Je remercie le Parlement de s'être saisi du sujet de la parentalité numérique. Les textes de Bruno Studer sur le contrôle parental ou celui de Laurent Marcangeli sur la majorité numérique nous permettent de nous adresser beaucoup plus clairement aux parents.
Le constat que je fais, au bout d'un an, c'est que nous sommes nombreux à parler du numérique aux parents, mais sans vraiment disposer des outils pour le faire. Il existe un site, « jeprotegemonenfant.gouv.fr », que nous retravaillons, parce que je ne le trouve ni lisible ni visible ; il y a également les ateliers de la parentalité numérique, qui sont notamment promus par la CAF et les plateformes. Nous avons labellisé les contenus, parce que c'est ce que les parents attendent ; ils veulent que ces contenus soient clairs et consensuels. Si l'on prend l'exemple des écrans, tous les acteurs ne tiennent pas le même discours : certains sont ainsi pour interdire strictement tous les écrans avant 3 ans ; cela me paraît, quant à moi, un peu excessif. Nous savons cependant que les parents ont besoin d'avoir des règles ; en ce sens, la majorité numérique à 15 ans est un signal clair.
Nous allons préserver dans la COG de la Cnaf un certain nombre de crédits pour accompagner la parentalité numérique. Nous avons ainsi fait une campagne, dont le message – « Vous apprenez à vos enfants à nager, apprenez-leur à surfer sur le net » – a eu un certain impact. Comme vous l'avez rappelé, monsieur Erwan Balanant, le téléphone mobile est dans nos vies et ses répercussions sont polymorphes. Les orthophonistes disent, par exemple, que le simple fait de contrôler notre mobile en permanence, pour vérifier si nous n'avons pas reçu un message urgent ou si la livraison est bien arrivée, a pour conséquence une interaction plus faible avec les enfants. Résultat, l'acquisition du langage par les tout-petits est beaucoup plus lente. Ces répercussions vont également très loin dans les relations sociales, affectives et amoureuses. Certains adolescents sont incapables de demander quelque chose autrement que par SMS, qui leur permet d'éviter un refus ou d'instaurer un dialogue. Et puis il est beaucoup plus facile de se séparer par SMS que d'en discuter face à face. Cela concerne aussi les adultes, pour lesquels il est beaucoup plus simple d'envoyer un message que de passer un appel ; or un coup de téléphone n'a pas le même impact qu'un message. Certes, nous avons la plateforme Pix et le permis internet, mais l'éducation au numérique ne se limite ni à la sécurité ni à la protection des données ; il s'agit d'éducation à la vie. Et pour cela, les adultes ont un devoir d'exemplarité.

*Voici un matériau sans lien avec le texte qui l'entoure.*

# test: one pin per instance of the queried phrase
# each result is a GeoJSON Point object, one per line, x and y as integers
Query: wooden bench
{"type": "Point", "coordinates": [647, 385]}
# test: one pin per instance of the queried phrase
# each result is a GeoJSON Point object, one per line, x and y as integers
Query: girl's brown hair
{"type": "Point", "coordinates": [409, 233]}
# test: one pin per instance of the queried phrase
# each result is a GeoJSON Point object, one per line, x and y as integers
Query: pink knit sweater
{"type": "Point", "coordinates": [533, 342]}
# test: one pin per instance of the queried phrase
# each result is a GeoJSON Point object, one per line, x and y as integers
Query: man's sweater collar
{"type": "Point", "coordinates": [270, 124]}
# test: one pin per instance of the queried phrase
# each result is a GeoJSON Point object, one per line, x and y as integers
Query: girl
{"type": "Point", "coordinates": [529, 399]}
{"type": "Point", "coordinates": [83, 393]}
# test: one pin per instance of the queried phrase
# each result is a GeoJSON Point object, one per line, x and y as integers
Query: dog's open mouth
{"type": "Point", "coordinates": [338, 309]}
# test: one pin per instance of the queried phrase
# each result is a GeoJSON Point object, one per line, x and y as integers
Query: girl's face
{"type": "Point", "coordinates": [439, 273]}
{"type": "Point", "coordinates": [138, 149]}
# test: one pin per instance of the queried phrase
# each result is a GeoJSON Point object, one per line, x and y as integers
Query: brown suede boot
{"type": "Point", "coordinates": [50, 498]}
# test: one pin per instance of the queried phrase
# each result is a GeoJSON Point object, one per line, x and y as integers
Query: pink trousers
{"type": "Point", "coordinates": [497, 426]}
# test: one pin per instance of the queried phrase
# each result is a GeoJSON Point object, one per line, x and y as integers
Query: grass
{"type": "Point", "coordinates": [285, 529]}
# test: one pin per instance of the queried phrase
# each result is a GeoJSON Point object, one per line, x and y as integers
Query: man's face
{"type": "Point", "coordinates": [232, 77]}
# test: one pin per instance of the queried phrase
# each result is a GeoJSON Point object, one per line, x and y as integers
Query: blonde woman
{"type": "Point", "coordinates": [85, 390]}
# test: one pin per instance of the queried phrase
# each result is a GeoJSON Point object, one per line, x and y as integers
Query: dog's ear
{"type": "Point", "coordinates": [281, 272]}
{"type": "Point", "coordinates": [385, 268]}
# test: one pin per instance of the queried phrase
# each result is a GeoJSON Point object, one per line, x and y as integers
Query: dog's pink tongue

L'écologie est, bien entendu, au cœur des préoccupations du Gouvernement ; je confesse, en revanche, que si mon secrétariat d'État a travaillé sur de très nombreux sujets, il n'a pas eu les moyens de se consacrer à l'environnement proprement dit. L'écologie est présente dans nos esprits et dans nos actions, mais je n'ai eu ni le temps ni les moyens de développer un programme spécifique et transversal « enfance et écologie ». Je comprends votre demande, madame Pasquini, elle est très légitime et nous allons l'ajouter à notre programme de travail.
Ce que je peux dire, en tout cas, en matière d'environnement, c'est que nous pouvons compter sur les enfants et sur les jeunes pour nous pousser à faire plus, mieux et plus vite.